17 de marzo de 2007

Despertar no solo y sí solo

Hay un momento de vigilia que sigue del sueño que nos despierta, el que da tiempo para anotar en un papel la idea que fue masticada entre sueños y el que a veces nos hace ir al baño para sentir el fluir tibio de nuestra orina. Por cierto que el suelo estaba frío, y se me vino aquella imagen, quizá también soñada de pezones en un camisón aguamarina (quizá verde, quizá azul) erectos por el frío. Debí anotar tal pensamiento para descansar a gusto, pero cuando desperté, estaba solo en mi casa, a las siete de la mañana.
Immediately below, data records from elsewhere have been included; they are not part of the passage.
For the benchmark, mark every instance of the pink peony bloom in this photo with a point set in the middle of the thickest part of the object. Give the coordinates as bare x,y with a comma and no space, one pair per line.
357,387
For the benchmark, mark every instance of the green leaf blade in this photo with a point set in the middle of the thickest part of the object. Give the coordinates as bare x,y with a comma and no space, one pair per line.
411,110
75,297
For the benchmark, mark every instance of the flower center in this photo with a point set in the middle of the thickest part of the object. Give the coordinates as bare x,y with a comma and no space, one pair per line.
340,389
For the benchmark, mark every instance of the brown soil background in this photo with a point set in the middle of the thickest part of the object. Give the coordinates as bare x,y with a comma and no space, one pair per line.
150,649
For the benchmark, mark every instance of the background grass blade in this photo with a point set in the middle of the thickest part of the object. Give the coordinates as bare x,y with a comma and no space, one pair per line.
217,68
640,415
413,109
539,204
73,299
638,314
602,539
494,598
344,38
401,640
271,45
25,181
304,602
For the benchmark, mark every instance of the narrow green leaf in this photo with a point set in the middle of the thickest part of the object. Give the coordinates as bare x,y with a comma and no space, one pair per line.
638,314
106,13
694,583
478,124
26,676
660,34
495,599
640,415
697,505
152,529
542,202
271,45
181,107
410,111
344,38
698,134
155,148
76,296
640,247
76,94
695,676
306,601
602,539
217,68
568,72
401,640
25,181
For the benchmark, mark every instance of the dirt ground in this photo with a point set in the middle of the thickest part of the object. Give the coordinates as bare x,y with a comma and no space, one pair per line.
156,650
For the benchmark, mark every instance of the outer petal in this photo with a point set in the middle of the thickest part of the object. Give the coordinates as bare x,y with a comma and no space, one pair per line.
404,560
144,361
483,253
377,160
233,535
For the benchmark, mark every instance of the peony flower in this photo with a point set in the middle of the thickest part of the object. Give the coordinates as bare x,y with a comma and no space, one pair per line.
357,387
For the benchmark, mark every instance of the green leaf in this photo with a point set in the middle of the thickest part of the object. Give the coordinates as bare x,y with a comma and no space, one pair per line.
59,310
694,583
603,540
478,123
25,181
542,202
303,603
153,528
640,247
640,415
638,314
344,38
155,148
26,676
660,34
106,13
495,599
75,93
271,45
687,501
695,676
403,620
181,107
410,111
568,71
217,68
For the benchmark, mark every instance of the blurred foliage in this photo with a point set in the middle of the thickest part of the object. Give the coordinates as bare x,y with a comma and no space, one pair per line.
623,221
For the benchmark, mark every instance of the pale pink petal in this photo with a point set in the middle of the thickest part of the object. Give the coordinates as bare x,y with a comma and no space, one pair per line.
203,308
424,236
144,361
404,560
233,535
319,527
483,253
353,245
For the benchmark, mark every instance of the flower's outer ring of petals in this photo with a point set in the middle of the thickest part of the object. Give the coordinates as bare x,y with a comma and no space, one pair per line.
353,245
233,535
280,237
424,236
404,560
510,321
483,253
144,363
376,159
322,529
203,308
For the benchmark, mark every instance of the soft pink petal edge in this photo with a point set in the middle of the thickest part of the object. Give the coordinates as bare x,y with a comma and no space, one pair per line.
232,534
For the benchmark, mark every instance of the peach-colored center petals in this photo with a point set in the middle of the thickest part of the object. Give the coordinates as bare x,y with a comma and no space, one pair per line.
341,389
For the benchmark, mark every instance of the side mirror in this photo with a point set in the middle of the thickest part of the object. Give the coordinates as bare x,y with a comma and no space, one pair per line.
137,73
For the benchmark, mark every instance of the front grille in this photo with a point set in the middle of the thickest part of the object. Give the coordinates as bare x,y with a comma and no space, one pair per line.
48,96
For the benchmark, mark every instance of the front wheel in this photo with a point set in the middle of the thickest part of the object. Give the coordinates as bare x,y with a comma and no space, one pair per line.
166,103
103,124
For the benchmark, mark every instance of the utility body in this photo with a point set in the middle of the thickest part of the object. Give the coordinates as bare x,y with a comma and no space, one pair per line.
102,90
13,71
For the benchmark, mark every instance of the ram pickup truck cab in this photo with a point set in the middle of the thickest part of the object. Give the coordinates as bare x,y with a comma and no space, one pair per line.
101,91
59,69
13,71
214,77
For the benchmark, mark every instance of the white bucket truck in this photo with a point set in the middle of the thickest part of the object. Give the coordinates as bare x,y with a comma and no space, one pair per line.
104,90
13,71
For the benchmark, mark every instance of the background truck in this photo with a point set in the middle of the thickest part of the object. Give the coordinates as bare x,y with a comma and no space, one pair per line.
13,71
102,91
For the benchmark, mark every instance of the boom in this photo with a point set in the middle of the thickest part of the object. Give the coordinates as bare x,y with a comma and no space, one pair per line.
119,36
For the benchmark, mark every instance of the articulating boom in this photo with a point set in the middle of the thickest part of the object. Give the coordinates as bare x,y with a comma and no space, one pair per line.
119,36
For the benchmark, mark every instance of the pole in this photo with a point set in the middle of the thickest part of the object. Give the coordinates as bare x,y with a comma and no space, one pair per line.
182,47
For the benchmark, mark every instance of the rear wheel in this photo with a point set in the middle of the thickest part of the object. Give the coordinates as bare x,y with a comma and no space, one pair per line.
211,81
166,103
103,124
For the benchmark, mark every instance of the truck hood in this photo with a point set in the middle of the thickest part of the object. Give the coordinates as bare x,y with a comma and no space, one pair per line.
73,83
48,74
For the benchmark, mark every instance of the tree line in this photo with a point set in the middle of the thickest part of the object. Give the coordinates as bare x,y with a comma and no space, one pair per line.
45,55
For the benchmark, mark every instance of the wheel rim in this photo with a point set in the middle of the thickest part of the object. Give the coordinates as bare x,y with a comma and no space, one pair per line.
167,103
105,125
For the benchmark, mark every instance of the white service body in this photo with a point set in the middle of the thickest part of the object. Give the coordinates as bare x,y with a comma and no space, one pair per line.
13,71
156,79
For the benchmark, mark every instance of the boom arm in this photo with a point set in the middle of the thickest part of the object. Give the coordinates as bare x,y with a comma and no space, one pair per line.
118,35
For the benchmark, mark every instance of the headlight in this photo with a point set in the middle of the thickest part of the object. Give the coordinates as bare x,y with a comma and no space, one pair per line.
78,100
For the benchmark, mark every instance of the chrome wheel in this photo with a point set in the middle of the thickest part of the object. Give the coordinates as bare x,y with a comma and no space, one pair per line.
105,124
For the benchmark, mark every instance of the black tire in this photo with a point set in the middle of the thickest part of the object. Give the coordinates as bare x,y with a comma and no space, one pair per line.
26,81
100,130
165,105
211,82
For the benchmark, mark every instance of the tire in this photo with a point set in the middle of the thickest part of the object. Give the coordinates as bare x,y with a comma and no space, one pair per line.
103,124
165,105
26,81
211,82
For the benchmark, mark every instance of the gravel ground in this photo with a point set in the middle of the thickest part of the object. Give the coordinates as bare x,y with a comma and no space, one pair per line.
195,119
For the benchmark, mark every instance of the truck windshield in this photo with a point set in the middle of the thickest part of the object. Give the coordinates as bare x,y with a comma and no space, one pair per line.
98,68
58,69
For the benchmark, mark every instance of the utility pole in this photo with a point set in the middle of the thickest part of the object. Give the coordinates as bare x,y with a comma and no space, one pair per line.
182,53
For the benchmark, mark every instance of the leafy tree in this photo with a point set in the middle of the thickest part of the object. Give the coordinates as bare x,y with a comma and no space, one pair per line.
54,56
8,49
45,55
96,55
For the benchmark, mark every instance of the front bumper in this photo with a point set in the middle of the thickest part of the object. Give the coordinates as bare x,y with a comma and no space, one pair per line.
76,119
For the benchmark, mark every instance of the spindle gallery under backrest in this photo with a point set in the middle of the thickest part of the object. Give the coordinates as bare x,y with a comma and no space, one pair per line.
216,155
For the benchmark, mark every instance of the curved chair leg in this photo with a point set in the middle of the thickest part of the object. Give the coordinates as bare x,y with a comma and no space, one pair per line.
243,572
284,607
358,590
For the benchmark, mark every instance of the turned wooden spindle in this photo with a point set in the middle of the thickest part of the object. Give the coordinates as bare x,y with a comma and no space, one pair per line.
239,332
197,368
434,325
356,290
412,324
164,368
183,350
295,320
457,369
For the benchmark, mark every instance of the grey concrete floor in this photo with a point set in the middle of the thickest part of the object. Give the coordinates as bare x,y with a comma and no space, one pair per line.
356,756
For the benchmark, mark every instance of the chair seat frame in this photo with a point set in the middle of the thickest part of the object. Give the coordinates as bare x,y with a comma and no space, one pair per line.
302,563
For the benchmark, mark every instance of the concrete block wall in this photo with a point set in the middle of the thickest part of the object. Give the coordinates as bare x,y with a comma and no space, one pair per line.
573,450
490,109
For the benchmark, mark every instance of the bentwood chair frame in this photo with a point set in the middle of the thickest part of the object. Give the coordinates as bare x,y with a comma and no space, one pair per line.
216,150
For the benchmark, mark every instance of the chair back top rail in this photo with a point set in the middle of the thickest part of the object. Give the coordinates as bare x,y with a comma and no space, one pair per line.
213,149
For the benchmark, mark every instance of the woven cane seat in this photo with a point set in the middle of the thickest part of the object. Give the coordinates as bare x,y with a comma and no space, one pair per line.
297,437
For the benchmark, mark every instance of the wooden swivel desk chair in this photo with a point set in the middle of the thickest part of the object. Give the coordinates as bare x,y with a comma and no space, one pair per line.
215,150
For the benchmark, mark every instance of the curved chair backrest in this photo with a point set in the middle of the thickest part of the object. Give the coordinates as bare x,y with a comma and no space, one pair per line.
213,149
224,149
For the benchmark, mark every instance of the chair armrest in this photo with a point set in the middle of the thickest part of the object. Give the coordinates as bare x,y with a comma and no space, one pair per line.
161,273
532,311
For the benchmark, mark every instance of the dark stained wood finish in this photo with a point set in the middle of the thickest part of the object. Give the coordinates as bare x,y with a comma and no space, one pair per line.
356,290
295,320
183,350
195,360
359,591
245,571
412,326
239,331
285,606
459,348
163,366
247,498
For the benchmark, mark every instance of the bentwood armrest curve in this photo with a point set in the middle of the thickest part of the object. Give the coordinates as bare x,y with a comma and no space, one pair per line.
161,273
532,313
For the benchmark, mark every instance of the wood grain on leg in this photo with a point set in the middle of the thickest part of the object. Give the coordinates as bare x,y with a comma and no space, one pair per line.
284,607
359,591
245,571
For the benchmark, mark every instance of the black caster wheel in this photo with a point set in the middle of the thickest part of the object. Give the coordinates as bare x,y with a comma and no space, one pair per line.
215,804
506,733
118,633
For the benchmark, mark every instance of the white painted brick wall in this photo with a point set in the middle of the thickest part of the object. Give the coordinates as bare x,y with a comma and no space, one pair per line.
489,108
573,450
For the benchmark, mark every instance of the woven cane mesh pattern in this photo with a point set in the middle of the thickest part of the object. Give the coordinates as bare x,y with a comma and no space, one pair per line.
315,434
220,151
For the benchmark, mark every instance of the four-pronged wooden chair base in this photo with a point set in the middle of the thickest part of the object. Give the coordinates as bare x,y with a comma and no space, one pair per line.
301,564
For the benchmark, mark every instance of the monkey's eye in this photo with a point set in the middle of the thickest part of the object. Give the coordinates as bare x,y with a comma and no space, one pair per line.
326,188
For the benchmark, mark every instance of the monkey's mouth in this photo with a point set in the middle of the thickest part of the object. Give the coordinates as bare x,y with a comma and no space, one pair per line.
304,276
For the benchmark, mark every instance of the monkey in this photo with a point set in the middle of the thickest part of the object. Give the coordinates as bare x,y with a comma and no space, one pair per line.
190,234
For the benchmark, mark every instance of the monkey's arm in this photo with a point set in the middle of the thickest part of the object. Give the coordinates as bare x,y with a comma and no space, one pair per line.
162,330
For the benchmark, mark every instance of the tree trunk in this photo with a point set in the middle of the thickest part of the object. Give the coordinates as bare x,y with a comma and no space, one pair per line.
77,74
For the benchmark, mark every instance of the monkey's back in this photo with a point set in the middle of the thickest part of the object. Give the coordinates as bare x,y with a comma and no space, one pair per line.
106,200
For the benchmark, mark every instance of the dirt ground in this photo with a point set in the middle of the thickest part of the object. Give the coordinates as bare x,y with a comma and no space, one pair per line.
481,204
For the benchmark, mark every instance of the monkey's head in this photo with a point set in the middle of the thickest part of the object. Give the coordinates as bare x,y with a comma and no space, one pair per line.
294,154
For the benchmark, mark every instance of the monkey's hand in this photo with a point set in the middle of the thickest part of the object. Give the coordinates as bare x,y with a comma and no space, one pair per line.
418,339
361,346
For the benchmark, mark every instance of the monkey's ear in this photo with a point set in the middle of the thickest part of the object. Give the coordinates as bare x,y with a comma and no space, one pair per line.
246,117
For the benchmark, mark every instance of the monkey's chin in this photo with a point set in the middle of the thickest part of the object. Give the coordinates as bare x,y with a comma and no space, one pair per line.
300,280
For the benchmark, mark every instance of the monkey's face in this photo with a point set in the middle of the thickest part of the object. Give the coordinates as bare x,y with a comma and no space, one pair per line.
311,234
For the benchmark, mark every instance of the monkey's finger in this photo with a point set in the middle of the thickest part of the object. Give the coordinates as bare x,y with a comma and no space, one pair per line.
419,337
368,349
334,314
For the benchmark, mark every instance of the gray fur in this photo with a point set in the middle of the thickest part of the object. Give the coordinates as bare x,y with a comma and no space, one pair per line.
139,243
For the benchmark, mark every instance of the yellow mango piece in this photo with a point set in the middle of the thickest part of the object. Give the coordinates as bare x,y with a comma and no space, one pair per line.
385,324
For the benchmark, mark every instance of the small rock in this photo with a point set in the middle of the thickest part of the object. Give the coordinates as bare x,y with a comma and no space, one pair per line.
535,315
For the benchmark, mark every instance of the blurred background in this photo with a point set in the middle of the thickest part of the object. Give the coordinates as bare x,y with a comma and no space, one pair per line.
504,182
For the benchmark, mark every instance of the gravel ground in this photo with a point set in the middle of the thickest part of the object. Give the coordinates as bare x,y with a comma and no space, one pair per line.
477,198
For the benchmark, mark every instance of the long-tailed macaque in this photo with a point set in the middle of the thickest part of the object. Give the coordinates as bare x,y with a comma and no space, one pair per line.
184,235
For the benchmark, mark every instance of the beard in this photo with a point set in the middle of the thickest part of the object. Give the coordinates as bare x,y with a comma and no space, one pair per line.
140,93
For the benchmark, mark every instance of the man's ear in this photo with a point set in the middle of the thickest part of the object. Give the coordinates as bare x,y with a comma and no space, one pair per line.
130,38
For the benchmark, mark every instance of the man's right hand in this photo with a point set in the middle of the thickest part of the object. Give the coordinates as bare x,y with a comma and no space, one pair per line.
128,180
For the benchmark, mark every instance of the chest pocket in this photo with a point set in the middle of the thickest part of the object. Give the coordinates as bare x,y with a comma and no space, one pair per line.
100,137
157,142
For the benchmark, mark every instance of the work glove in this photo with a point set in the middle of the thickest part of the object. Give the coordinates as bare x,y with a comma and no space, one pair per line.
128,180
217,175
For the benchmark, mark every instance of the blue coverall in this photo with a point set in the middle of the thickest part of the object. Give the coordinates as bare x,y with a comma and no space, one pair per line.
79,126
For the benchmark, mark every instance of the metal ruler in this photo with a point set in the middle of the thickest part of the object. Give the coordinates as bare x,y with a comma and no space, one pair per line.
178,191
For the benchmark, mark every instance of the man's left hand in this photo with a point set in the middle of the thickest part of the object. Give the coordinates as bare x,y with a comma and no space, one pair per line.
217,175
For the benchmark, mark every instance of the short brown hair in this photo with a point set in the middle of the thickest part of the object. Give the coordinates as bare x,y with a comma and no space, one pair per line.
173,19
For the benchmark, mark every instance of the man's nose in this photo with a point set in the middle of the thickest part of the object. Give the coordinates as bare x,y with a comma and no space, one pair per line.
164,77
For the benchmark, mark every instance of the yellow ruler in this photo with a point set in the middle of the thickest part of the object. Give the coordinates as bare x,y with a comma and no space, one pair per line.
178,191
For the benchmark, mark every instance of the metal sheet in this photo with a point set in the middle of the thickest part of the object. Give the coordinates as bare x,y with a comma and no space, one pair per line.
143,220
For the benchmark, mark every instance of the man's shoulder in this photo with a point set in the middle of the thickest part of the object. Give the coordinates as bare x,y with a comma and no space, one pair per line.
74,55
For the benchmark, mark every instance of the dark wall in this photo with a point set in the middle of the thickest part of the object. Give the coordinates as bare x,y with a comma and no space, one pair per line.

La familia es así, no se debe despertar al que duerme a no ser que ése seas tú mismo, y desde esa regla caminamos como ausentes, sintiéndonos filósofos, casi como personajes de Poe, sabiendo que si volvemos a la cama y cerramos lo ojos mientras repasamos los títulos que están en la cabecera, ellos, los que se saben normales y no molestan al desvelado, volverán. Y así fue, más tarde, llegan hablando de otras cosas, como sucede en la navidad en que un viento más frío entra a la casa junto con los rumores del que llega, y uno emocionado se despereza, sabiendo que quizá, cuando encontremos la otra sandalia, ellos ya se estarán yendo al tianguis de los viernes, a comprar algo para la cuarentena o cuaresma, que en fin el sacrificio es el mismo. Debería estar en mi otro cuarto, con aquel nombre de Sustine embarrado en la pared junto con aquel "sus nombres, de menta, sabemos", con aquel spot previo al de mira mis ondas, con aquella defensa manuélica en que se golpetea la pared con las unas de los dedos para avisar que ya mero me voy a despertar, con aquél instante en que el cuarto huele a chilaquiles y café de olla llega casi acariciante a mi rostro. Y mis labios resbalan entre el olor de la cebolla y el del sueño atrapado en los bigotes. Se van de nuevo, volverán ya desayunadas y no reparan en que yo los escucho desde lejos, en una posición casi horizontal.